One word about the convoy which was lost the other day. There has been all sorts of nonsense talked about it. If we published the fact every time we brought a convoy home you would see what a small loss this one was. It is the first that has been put down since the war began. It was the best protected convoy we have ever had so far as an escort goes, because it had destroyers with it, whereas previously we have generally brought home convoys by armed tugs and armed merchant ships. So this was a very well-protected convoy if it had to be defended against attacks by submarines. But it was attacked by cruisers, and it is the first convoy that has been so attacked. Surely in these circumstances it is bad taste for the Press and other people to abuse the Admiralty and the Navy when a convoy is attacked for the first time by two raiders. Let me emphasise this, that our patrols have done splendid work. The Navy has done splendid work. If they had not we should have had, not two, but forty raiders out by this time. I mention this only because it is right that at the present moment some one who knows about these things should speak of them.
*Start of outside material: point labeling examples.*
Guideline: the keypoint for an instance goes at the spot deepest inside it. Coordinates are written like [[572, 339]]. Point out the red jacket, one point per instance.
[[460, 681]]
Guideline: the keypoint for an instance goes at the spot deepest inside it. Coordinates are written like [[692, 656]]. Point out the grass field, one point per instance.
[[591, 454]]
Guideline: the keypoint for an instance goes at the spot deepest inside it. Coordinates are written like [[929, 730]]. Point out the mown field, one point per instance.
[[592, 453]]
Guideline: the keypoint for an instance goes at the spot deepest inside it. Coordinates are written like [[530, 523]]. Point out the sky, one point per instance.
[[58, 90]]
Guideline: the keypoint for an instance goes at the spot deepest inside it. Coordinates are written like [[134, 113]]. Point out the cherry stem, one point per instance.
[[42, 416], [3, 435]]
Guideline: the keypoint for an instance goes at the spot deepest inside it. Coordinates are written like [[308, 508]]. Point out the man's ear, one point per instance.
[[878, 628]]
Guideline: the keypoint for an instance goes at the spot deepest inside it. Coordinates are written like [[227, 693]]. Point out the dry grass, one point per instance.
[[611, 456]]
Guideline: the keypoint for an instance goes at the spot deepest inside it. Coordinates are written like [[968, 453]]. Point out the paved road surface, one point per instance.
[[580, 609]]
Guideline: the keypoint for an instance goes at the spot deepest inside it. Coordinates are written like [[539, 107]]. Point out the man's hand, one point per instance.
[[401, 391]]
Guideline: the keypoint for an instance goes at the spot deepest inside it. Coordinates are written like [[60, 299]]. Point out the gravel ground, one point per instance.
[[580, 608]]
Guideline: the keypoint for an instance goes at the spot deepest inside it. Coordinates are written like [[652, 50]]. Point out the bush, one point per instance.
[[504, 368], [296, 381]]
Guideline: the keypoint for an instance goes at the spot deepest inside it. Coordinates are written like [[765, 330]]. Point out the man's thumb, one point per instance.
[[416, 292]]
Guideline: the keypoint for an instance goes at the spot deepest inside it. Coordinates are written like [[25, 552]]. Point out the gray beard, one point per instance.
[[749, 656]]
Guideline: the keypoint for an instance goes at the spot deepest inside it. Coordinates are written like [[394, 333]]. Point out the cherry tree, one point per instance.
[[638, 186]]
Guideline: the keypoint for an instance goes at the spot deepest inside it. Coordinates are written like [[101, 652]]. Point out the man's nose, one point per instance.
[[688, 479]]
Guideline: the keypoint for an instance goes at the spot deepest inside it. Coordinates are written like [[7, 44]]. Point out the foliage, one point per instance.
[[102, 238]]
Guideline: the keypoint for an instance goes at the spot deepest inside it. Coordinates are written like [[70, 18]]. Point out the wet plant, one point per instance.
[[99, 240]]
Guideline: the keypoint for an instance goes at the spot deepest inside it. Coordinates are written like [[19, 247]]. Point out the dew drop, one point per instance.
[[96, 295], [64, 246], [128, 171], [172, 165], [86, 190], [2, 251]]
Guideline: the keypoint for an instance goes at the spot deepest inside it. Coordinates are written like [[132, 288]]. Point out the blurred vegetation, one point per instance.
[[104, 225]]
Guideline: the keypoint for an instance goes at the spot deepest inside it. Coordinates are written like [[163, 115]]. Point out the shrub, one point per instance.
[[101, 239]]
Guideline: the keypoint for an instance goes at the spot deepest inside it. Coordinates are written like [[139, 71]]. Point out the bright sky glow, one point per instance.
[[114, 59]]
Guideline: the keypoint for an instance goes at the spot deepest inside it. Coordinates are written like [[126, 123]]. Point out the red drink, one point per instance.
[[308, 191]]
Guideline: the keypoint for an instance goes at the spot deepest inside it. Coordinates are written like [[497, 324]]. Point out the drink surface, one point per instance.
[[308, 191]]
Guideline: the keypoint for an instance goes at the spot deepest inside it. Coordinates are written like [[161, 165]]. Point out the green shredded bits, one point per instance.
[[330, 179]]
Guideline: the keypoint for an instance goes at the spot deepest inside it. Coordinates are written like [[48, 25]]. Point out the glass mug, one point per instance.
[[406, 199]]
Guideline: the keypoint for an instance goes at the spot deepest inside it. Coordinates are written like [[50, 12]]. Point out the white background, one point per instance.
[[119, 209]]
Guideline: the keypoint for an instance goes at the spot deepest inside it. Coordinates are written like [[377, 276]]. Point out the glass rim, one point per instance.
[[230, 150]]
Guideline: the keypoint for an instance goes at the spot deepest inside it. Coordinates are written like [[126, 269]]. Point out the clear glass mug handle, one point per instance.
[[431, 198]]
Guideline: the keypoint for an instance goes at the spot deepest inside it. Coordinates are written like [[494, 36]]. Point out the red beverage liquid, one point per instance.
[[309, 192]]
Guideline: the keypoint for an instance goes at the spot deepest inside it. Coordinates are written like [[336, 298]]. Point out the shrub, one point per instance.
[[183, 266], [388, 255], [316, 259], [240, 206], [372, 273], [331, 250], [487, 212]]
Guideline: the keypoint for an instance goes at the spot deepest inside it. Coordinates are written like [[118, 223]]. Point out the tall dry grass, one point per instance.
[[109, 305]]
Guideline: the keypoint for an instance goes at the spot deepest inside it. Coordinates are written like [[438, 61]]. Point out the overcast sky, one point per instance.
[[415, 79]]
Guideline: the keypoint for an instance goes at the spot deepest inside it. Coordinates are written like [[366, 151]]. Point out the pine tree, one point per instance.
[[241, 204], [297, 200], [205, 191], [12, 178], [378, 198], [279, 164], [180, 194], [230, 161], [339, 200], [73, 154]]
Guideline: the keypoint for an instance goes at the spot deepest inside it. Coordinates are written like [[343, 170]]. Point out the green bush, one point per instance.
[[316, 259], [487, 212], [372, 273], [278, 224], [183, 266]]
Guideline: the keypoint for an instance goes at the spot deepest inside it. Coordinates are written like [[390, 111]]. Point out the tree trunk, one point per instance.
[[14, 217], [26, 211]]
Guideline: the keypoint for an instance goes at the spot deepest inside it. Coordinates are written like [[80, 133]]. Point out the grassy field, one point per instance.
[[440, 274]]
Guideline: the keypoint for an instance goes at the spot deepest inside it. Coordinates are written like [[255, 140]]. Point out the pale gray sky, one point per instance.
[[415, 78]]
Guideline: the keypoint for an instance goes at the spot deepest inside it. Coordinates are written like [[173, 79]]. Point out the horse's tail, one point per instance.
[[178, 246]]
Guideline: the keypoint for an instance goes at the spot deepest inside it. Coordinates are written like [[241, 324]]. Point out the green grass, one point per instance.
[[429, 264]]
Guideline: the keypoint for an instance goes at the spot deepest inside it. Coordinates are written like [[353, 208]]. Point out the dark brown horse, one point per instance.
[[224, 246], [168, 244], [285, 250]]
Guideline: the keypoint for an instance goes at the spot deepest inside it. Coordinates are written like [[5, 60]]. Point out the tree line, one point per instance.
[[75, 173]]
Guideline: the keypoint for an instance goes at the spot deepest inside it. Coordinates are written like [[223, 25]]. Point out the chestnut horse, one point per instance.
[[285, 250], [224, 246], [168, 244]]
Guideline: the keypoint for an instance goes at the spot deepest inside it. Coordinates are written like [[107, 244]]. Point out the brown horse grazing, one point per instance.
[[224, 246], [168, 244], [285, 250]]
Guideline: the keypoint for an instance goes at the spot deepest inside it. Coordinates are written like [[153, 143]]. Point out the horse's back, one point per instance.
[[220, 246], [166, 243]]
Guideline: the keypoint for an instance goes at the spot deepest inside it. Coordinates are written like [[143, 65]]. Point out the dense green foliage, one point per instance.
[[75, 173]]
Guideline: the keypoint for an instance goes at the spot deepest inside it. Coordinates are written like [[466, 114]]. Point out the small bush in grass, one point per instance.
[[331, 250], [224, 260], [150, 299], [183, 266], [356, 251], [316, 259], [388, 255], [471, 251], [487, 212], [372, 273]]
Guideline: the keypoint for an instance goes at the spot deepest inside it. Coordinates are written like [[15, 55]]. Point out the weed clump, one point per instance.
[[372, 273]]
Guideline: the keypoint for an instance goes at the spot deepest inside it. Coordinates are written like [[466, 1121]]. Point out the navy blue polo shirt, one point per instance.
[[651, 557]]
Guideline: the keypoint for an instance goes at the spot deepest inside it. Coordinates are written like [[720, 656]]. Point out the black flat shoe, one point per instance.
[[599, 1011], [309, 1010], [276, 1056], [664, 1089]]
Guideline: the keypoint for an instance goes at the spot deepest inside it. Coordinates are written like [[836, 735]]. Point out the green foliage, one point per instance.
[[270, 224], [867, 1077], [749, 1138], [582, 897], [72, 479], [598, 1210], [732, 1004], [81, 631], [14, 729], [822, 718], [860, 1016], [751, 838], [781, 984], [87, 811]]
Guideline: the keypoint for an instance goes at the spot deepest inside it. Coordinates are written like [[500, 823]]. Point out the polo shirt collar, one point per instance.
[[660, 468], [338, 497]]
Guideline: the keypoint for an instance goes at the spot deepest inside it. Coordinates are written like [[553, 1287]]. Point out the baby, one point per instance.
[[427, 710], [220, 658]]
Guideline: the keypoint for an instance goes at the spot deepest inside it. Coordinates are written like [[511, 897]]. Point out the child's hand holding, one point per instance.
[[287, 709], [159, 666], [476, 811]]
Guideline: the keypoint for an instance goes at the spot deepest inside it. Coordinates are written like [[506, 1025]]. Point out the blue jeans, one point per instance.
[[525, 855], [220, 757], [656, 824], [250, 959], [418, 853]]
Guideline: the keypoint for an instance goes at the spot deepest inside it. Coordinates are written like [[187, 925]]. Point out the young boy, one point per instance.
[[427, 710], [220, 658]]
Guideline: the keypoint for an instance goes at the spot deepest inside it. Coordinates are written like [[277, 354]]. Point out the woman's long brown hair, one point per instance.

The last thing I want to see is the Army, or the Navy, or any other Service ruled by the Press. We can manage our own forces very well if the politicians and the Press leave us alone.

THE LORD CHANCELLOR then put the Motion.

On Question, the said Resolutions severally agreed to nemine dissentiente.

Ordered, That the LORD CHANCELLOR do communicate the said Resolutions to the Admiralty, the Army Council, the Secretary of State for India, the Secretary of State for the Colonies, and the Board of Trade, with a request that they will communicate the same to the officers and others referred to therein.